「マリア!!マリア!!」
騎乗位で結合した彼女を、男は感極まった声で何度も呼んだ。
マリアは手馴れた娼婦のように、素早く正確で艶かしく腰を振る。ぷるぷると小さな胸が震え、
男がそれを下から鷲掴みにする。
彼女の腰が大きく浮き上がり、愛液に塗れた男の醜い塊がぴちぴちした太股の裏に見えた。
マリアは喘ぎながらも男に覆い被さり、顔を両手で引き寄せた。二人が口元を涎塗れにしながら
情熱的なキスを交わす。
「アラビューマリア!!」
我慢出来なくなった男が、マリアの腰を掴んで細かく激しい振動を加えた。
「ミトゥ!アア凄いヨ、パウロユアソグレイッ……!!」
感極まったマリアが喉を仰け反らせ――
男に中を掻き回される度に、恐怖と混乱が私の頭の中を激しく渦巻いた。
碌に風呂にも入っていないからか、それとも生活習慣の違いからか、汗の匂いが先生とは
違いすぎるのだ。先生の匂いなら安心できるのに、彼らの匂いは吐き気しか催さない。
人種的な問題では無い、と言い切れた。例え日本人であっても、好きでもない男の人に
キスされたり舐め回されたりするのは耐え難い程に――
――イヤ!
お尻の肉に腰を打ち付ける男の動きが、段々と早まって来た。
不吉な予感を覚える。こいつらに避妊の概念はあるのだろうか。
考えるまでも無く答えはノーだった。絶対彼らは欲望に任せて中に出すつもりだ。
――それだけはイヤ!
初めては突然だったから仕方ないけれど、絶望先生はそれ以後の膣内射精を我慢してくれている。

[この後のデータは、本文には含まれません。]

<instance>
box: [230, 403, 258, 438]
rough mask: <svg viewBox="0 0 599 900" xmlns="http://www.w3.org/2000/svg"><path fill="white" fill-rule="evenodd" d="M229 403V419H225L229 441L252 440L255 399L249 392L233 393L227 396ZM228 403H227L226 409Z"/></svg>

生で直に愛し合うのはきっちり籍を入れ、子供が出来ても揺ぎ無い家庭をきっちりと作ってからに
しようと約束したのだ。
性病や中絶の心配もなく、先生の全てを受け入れる日を楽しみに待っていたのに――
名も知らぬ男が、そんな私達の神聖な誓いを自分勝手な欲望で踏み躙ろうとしている。
――絶対、イヤ!!
私は畳に掌を付き、力を込めて匍匐全身を試みる。腰を捩る事で、打ち込まれた熱くて固い
男の肉塊を引き抜こうと試みる。
けれどもそれが却って男の欲望を刺激されたのか、彼は私の腰をぐい、と掴んで引き寄せる。

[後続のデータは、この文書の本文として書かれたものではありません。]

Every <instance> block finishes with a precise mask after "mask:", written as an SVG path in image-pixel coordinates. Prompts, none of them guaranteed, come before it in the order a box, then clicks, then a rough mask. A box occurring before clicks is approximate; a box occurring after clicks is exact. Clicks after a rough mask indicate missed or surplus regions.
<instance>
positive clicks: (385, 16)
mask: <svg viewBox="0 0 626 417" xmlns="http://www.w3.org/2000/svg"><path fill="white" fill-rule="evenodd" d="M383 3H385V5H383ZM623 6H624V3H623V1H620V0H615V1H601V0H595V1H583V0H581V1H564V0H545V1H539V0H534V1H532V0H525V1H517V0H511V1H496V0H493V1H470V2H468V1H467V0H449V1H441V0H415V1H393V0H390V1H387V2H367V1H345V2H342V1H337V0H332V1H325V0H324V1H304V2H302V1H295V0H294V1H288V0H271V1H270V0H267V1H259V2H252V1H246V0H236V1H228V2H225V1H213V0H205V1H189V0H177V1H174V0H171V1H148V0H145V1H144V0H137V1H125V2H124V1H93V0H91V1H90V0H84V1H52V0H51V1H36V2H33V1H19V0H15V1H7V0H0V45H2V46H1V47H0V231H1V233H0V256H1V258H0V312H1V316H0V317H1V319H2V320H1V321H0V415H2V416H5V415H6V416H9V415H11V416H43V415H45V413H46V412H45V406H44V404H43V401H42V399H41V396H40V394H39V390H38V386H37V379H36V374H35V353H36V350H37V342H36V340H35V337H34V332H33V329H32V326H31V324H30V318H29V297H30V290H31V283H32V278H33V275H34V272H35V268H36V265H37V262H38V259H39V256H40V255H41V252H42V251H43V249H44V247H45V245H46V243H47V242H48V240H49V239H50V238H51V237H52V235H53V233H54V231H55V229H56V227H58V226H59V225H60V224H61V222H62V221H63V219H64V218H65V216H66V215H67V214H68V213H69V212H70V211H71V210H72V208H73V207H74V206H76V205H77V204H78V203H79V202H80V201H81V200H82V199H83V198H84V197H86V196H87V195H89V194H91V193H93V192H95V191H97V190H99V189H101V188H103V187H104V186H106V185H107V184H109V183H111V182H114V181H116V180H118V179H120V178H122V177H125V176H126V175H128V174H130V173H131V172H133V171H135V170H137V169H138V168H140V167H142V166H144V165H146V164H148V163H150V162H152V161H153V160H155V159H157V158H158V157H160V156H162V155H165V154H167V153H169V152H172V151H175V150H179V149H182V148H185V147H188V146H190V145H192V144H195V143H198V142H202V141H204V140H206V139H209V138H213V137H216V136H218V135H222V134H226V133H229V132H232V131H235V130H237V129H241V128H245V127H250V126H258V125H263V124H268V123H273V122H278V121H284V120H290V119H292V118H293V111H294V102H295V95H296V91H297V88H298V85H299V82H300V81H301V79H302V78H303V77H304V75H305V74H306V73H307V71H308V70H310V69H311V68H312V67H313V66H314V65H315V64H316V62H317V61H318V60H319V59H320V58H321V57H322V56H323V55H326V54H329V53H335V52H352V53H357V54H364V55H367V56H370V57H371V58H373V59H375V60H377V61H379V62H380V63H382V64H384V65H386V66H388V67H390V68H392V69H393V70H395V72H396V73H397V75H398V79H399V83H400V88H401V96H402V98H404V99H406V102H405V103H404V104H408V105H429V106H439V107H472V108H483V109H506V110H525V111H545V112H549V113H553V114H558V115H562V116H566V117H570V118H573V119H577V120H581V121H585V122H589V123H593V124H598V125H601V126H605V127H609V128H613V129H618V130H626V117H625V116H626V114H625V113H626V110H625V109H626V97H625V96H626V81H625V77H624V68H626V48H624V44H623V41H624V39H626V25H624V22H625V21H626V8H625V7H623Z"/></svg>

そんなにいいのかという意味の言葉を耳元で甘く囁かれ、首から背筋へと悪寒が走った。
突然腰が抜けた。全身ががくがくと震え出し、腕も脚も脱力してしまった。
逃げられないという事実に打ちのめされた。
打ち込まれた物が私の一番奥にぐいぐいと擦り付けられる。
「カミン、アイムカミン!!」
男が胸を掴みながらお腹の上に体重を掛ける。ロクに歯磨きもしていないだろう息が生臭い。
男の動きが止まった。獣のような激しい咆哮と、私の淫らな絶叫がどこか遠くから聞こえる。
内側で繰り返される熱い吐出には、身体の渇きを癒してしまう不思議な魔力があった。
けれども中が脈打つ度に――
夢にまで描いた先生との幸せな結婚生活が音を立てて崩れ落ち、二人で歩くバージンロードが
追い縋るよりも速く彼方へと遠ざかって行く気がした。